Ma questo non è il solo mondo possibile: tutti gli astri dell’universo sono abitati. Alla morte dell’uomo l’anima rinasce trasmigrando infatti da pianeta a pianeta secondo un cammino progressivo verso la perfezione, fermandosi a un certo grado della scala, a seconda di quanto virtuosamente egli sia vissuto.
Mercier è autore inoltre di Tableau de Paris (1781) e Le nouveau Paris (1798), di drammi, di un trattato, Du théâtre, ispirato a Diderot, e di un’importante opera linguistica, Néologie ou Vocabulaire des mots nouveaux ou à renouveler (1801).
Di poco successivo al codice di Morelly è l’opera Dei diritti e dei doveri del cittadino (1758, pubblicato postumo nel 1789) di Gabriel Bonnot de Mably, di nobili origini, fratello di Condillac. Spirito riformatore, attratto dal pensiero utopico ma troppo realista per poterlo sottoscrivere, l’abate di Mably aderisce all’idea centrale del giusnaturalismo di stampo antico ovvero la priorità della legge naturale sulla legge positiva, polemizzando con i principali autori del contrattualismo moderno, da Grozio a Hobbes, da Wolff a Pufendorf.

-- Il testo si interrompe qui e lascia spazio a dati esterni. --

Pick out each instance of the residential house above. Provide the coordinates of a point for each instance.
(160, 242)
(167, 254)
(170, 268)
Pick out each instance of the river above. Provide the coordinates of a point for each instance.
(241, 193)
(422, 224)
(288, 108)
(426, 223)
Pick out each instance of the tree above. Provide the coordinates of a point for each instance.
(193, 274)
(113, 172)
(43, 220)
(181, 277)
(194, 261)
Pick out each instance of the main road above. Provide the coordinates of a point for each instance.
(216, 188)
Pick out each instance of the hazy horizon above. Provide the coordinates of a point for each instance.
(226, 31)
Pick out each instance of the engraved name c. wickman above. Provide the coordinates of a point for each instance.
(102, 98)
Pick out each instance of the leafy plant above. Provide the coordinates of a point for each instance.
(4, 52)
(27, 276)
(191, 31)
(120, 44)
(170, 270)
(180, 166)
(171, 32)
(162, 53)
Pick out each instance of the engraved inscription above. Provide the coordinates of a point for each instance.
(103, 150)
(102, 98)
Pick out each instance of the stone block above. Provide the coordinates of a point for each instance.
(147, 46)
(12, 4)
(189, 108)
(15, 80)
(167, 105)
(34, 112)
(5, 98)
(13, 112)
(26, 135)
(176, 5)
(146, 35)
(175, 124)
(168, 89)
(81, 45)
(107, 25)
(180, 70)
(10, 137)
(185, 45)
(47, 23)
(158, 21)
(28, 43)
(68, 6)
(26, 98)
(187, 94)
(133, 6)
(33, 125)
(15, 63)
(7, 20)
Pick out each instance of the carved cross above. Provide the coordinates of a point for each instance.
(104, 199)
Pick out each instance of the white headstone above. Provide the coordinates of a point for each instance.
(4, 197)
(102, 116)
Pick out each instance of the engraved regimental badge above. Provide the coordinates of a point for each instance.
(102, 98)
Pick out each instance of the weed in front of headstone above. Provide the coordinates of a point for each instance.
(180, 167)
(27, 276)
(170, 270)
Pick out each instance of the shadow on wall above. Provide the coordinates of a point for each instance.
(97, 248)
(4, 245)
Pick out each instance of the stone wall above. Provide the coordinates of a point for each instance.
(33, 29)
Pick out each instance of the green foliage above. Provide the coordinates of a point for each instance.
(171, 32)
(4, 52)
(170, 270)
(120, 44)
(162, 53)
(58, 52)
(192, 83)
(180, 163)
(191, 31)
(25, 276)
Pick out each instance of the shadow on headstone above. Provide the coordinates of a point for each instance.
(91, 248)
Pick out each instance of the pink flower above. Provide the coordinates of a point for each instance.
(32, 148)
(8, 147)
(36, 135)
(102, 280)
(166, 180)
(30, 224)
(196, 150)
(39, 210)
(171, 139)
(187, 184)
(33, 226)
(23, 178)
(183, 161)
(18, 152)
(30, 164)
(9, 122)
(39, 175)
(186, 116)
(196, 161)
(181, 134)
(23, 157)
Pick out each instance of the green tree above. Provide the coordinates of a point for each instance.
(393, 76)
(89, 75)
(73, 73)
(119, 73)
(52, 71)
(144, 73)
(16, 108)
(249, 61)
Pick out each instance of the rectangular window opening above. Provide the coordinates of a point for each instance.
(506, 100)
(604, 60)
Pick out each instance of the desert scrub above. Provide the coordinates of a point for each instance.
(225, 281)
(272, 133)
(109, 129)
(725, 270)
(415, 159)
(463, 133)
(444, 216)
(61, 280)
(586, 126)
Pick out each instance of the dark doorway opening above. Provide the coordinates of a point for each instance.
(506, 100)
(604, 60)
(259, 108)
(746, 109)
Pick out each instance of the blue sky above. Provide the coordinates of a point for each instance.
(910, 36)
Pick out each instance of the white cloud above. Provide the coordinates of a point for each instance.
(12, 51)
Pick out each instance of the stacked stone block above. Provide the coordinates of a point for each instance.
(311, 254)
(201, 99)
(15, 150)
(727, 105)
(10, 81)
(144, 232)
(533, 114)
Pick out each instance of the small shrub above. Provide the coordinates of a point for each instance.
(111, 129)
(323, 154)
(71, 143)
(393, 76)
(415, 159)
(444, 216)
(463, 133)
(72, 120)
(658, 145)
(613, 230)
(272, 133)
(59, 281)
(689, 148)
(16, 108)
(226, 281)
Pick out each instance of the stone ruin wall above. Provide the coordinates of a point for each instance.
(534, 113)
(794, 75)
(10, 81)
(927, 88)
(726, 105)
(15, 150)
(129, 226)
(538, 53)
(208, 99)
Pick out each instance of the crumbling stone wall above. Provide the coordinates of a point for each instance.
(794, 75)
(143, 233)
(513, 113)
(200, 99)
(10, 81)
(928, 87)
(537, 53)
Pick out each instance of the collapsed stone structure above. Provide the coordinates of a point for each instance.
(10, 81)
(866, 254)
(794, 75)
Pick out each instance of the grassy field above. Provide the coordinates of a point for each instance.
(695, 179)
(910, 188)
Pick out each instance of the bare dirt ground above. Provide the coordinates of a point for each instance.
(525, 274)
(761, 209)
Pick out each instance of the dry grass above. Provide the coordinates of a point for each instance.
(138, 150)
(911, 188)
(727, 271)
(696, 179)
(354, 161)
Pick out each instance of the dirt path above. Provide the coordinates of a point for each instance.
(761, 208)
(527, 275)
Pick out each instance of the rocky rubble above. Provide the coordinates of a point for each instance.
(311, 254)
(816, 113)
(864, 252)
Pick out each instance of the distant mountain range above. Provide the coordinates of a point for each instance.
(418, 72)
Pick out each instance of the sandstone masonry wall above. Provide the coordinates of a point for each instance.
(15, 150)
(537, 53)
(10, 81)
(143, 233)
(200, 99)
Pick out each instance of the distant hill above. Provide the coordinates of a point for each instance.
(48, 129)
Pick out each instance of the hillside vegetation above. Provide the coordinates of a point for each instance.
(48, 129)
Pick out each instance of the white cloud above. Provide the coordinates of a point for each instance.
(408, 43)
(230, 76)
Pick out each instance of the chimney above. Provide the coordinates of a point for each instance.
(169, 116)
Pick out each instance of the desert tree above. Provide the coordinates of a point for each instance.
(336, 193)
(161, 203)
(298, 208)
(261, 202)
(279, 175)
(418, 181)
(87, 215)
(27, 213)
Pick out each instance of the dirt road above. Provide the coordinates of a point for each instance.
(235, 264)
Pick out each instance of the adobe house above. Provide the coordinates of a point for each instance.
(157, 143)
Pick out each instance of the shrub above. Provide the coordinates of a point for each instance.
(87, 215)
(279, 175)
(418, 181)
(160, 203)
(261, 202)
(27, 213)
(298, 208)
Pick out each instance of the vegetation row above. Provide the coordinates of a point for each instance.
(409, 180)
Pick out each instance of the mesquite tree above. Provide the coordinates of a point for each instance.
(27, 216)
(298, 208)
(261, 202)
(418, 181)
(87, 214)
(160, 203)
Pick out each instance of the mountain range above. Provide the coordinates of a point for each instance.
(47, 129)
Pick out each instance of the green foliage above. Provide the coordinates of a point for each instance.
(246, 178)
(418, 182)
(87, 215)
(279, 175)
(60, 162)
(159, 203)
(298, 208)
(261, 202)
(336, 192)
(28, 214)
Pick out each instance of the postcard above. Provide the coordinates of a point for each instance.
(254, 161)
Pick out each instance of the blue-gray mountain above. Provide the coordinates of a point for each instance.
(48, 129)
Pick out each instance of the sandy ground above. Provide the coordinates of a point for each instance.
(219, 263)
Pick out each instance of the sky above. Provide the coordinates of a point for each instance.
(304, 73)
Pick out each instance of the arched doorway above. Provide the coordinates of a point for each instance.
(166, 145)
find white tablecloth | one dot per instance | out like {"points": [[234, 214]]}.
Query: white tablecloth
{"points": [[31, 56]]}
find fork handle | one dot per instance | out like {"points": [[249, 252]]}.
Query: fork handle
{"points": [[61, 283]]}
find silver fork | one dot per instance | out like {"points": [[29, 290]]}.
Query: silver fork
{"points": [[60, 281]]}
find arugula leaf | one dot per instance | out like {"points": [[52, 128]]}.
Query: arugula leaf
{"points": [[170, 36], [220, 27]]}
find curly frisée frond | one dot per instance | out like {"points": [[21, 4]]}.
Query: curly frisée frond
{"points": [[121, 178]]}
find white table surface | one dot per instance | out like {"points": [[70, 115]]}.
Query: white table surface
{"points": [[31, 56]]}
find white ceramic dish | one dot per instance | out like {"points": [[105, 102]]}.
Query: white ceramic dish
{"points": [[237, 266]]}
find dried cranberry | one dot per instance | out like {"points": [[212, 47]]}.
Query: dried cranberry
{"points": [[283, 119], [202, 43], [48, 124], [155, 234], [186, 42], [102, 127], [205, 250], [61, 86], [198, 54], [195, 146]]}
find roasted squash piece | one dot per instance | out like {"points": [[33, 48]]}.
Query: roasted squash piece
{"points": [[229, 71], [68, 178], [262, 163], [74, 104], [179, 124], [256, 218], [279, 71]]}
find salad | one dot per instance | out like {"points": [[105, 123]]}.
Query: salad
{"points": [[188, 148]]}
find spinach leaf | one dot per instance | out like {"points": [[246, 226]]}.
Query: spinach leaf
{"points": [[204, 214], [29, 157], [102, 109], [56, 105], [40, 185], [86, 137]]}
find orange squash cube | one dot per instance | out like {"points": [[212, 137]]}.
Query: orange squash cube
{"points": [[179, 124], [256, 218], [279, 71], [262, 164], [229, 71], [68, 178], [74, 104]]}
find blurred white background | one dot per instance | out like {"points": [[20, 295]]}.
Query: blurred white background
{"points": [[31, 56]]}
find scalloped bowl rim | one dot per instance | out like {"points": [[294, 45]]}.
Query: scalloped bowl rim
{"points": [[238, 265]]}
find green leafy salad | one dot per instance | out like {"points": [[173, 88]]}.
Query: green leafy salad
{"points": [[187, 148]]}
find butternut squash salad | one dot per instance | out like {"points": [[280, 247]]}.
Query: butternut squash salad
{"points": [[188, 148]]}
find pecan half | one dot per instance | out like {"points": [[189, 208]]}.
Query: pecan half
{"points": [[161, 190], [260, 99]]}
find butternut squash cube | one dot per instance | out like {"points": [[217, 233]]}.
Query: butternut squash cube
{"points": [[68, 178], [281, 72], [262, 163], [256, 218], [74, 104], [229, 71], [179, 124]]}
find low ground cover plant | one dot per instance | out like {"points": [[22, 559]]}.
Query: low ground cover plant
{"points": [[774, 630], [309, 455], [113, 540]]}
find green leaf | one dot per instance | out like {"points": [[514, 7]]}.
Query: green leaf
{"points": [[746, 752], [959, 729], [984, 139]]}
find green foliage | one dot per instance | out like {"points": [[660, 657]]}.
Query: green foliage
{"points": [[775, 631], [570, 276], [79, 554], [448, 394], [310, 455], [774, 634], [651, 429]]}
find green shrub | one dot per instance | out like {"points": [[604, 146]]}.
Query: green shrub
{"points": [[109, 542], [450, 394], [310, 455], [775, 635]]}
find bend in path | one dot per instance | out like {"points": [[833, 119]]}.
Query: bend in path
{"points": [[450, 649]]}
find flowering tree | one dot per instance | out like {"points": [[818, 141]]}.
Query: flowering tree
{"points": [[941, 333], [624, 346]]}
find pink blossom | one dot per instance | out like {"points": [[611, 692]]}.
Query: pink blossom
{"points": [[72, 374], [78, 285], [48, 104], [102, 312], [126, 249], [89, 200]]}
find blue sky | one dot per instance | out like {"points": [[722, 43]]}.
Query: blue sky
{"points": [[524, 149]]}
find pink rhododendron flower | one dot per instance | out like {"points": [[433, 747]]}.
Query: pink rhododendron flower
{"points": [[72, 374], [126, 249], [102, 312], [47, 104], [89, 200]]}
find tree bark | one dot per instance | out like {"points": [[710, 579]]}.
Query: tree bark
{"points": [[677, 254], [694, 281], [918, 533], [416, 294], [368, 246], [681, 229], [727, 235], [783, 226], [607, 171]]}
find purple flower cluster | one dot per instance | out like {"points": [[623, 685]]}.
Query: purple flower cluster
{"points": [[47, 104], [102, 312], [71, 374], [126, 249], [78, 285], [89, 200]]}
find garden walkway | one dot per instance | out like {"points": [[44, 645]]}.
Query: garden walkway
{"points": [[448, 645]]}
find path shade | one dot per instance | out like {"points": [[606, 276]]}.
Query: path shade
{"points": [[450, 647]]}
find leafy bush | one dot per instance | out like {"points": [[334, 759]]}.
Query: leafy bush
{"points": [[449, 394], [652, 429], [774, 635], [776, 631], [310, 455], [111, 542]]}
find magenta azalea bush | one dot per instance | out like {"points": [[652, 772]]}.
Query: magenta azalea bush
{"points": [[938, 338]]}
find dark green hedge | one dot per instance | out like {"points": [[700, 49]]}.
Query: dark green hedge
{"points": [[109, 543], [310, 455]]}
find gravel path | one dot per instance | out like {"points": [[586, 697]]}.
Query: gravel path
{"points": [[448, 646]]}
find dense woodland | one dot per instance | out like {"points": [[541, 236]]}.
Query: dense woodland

Il punto di partenza dell’indagine condotta in Des droits et des devoirs du citoyen è l’obbedienza dovuta dal cittadino al governo e quindi alle leggi da esso emanate. È la natura infatti che prescrive all’uomo un ordine entro il quale anche le società devono inserirsi. Quanto alla natura umana, decisivo è il ruolo delle passioni, quale componente non solo ineliminabile ma utilmente fattiva di una costituzione che ha tuttavia nella ragione la più alta delle sue prerogative, di origine divina. Alla ragione si affianca la libertà, fonte prima del rifiuto del dispotismo e dell’arbitrio monarchico.
Sulla scorta di un passo tratto dalla Repubblica di Cicerone sulla legge naturale, la questione dell’obbedienza alle leggi prontamente si traduce in quella della giustizia delle leggi, un tempo in grado di garantire una libertà oggi perduta.
A fondamento della sua dottrina sta l’idea che gli uomini sono nati uguali e liberi, senza diritti gli uni sugli altri. La natura non ha creato né re, né magistrati, né sudditi, né schiavi e ha dato agli uomini una sola legge, quella di lavorare alla loro felicità e benessere.
La nozione di contratto sociale è perciò accettabile purché sia un contratto “ragionevole”, ossia capace di rispettare gli imprescrittibili diritti dati all’uomo dalla natura e di tenere conto che la sovranità deriva dal popolo, detentore del diritto di mutare costituzione non appena essa si riveli ingiusta. Alla proprietà privata, causa di tutte le disgrazie bisogna sostituire la comunità dei beni. Tale posizione ritorna anche in Entretiens de Phocion sur le rapport de la morale avec la politique (anonimo, 1763) e poi in De la législation, ou Principes des lois (1776).
L’obiettivo è l’instaurazione graduale – evitando quindi ogni guerra civile – di una repubblica, ossia di un regime ove, sull’esempio della Svezia, il potere sia ripartito fra esecutivo e legislativo e si sia perso anche il ricordo di cariche perpetue e ereditarie. Proprio la necessità di contrappesi all’autorità centrale porta in più occasioni il filosofo a manifestare simpatia per il ruolo storico giocato dalla nobiltà e a mostrare al contempo diffidenza per la borghesia in ascesa. Non a caso in Doutes proposées aux philosophes économistes sur l’ordre naturel et essentiel des sociétés politiques (1768) egli polemizza con la filosofia politica dei fisiocrati su cui tanto si dibatte all’epoca.
L’eccezionalità della figura di Ferdinando Galiani, studioso napoletano di vasta cultura e di formazione vichiana, sta nel suo precoce contributo alla creazione della moderna economia politica. Per apprezzarlo basta confrontare la data di pubblicazione del trattato Della moneta (1751) con quelle del Tableau économique di François Quesnay (1758) e di Wealth of Nations di Adam Smith (1776), oltre che tenere ovviamente presente il diverso stadio di sviluppo economico dell’Italia meridionale, della Francia e più ancora dell’Inghilterra..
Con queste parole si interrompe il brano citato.